Cultivation and Reduxion....
The San Francisco Chronicle aka SFgate.com has a pair of articles that work well together. The first is an article about Stanford Professor Robert Pogue Harrison (ever notice that some people just have cool middle names that work -- and they have to be distinct to work) laments in a new book "Gardens: An essay on the Human Condition" where he laments on the rise of consumerism is destroying the ethic of cultivation, something that gardens bring out in people the true source of human happiness. To quote:
"We live in a kind of frenzy of consumerism which forgets that the true source of human happiness is not in the consuming but in the cultivation, in seeing something grow, or caring for something that is not yourself. And I don't know how much we teach the young this ethic of caring for something that is not yourself. Or even caring for things such as an object or a plant. Consumption and cultivation are at war with each other.
I think RPH is onto something, but I think he misses it by focusing on gardens and cultivation. I think there is something more in the act of creation. I may not be a gardener, but I do enjoy cooking almost as much as going out to eat. The act of creation or cultivation involves an implicit knowledge that there are wrong turns involved in ones efforts and that those wrong turns are part of our experience and knowledge. Consumerism focuses on the product and neglects the importance the process. When we focus on the final product, the instantaneous satisfaction of our desire, we deny ourselves the joyful tension of anticipation. The courting is as much of the experience as the consummation.
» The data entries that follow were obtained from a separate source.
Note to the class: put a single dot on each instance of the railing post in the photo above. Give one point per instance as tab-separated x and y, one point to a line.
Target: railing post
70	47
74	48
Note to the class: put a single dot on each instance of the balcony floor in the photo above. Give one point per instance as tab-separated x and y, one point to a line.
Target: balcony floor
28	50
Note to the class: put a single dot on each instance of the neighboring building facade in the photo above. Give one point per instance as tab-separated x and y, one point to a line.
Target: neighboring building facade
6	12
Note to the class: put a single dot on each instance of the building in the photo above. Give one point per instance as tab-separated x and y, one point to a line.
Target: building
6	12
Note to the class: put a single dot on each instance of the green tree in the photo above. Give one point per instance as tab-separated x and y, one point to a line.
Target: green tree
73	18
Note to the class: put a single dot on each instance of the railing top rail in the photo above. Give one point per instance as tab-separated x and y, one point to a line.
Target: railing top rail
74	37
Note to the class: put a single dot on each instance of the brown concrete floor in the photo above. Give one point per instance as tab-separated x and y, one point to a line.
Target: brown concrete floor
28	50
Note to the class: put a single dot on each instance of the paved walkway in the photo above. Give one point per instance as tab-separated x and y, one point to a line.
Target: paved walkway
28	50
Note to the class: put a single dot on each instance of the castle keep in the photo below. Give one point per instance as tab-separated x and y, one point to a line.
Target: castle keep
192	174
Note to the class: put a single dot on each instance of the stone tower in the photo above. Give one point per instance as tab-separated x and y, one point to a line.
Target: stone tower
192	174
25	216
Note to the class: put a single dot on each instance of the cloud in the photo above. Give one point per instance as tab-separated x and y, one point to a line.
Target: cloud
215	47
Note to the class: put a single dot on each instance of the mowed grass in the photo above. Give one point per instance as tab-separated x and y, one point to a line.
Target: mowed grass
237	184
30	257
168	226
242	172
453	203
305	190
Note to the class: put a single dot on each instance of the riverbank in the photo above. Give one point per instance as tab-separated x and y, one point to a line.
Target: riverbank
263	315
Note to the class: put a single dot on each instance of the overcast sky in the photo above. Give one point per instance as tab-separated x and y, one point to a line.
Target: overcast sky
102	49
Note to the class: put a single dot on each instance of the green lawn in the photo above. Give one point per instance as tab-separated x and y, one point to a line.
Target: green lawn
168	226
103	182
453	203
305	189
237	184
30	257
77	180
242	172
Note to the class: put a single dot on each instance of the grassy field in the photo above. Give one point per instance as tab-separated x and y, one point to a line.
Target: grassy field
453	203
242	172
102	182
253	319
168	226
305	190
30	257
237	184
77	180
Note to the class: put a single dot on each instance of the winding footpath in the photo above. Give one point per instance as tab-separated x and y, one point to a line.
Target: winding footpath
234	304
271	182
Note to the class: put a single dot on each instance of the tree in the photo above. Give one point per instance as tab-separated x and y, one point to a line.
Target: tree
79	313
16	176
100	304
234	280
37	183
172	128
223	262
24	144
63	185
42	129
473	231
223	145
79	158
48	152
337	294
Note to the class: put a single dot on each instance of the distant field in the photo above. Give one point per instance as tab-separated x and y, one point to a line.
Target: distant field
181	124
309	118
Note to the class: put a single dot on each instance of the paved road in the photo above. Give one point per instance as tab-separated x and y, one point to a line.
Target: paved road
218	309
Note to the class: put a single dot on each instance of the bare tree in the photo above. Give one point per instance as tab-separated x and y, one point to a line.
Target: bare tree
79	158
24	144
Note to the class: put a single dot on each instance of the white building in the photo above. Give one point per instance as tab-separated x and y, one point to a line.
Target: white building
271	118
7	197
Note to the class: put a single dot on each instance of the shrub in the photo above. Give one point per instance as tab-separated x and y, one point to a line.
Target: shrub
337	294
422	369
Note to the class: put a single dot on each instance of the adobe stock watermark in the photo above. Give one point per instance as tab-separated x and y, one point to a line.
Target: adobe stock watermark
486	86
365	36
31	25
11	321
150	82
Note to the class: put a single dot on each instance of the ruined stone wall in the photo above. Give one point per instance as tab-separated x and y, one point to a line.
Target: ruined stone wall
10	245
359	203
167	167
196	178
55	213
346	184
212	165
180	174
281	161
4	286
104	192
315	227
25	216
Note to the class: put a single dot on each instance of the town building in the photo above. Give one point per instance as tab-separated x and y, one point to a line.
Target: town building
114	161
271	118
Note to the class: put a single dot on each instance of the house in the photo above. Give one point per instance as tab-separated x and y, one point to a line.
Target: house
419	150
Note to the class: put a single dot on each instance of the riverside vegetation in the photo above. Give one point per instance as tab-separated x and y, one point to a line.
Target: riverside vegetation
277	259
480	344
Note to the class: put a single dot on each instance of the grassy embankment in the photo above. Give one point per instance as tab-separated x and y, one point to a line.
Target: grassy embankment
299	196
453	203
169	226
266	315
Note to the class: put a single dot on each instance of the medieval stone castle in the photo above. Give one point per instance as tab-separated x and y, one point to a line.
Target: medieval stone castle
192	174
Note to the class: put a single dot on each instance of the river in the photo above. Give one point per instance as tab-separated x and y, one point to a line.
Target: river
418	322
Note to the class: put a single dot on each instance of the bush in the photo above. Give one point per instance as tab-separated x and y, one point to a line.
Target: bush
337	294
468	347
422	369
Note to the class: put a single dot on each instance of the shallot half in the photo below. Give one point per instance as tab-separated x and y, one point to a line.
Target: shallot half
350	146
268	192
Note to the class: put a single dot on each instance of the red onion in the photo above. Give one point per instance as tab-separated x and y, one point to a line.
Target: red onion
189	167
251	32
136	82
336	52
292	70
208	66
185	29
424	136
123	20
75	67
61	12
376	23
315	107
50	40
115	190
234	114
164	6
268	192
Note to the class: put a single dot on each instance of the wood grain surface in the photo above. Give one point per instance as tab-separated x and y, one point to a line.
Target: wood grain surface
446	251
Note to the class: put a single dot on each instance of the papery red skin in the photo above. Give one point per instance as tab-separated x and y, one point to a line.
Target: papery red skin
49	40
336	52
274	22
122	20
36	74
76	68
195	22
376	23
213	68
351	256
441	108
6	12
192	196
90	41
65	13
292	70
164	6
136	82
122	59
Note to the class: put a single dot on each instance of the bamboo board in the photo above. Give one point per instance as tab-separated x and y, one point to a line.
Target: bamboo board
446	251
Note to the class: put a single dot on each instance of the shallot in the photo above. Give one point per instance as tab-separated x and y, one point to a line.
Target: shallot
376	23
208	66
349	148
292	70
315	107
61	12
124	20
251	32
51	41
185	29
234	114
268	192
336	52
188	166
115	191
Which is a family friendly way of leading into the other article in SFGate, and that is a column titled "Stay home, read, have sex: Will insane gas prices finally pummel us into evolving? How bad will it get?" by Mike Morford.
Morford wonders about the transformation of the way we live as a result of the end of cheap oil. While he doesn't explicitly say it, will it force us back onto the process of creation instead of the act of consumption. The words of the column are great, but the plethora of links embedded in the article make it a fantastic survey of the oil crunch.
Will the environment (that's with a little e, the place we live in) force a change for the Environment (big E)? Will the death of the instant lead to reflection, humility and compassion or instead lead to frustration, violence and anger. It can go either way, it really can.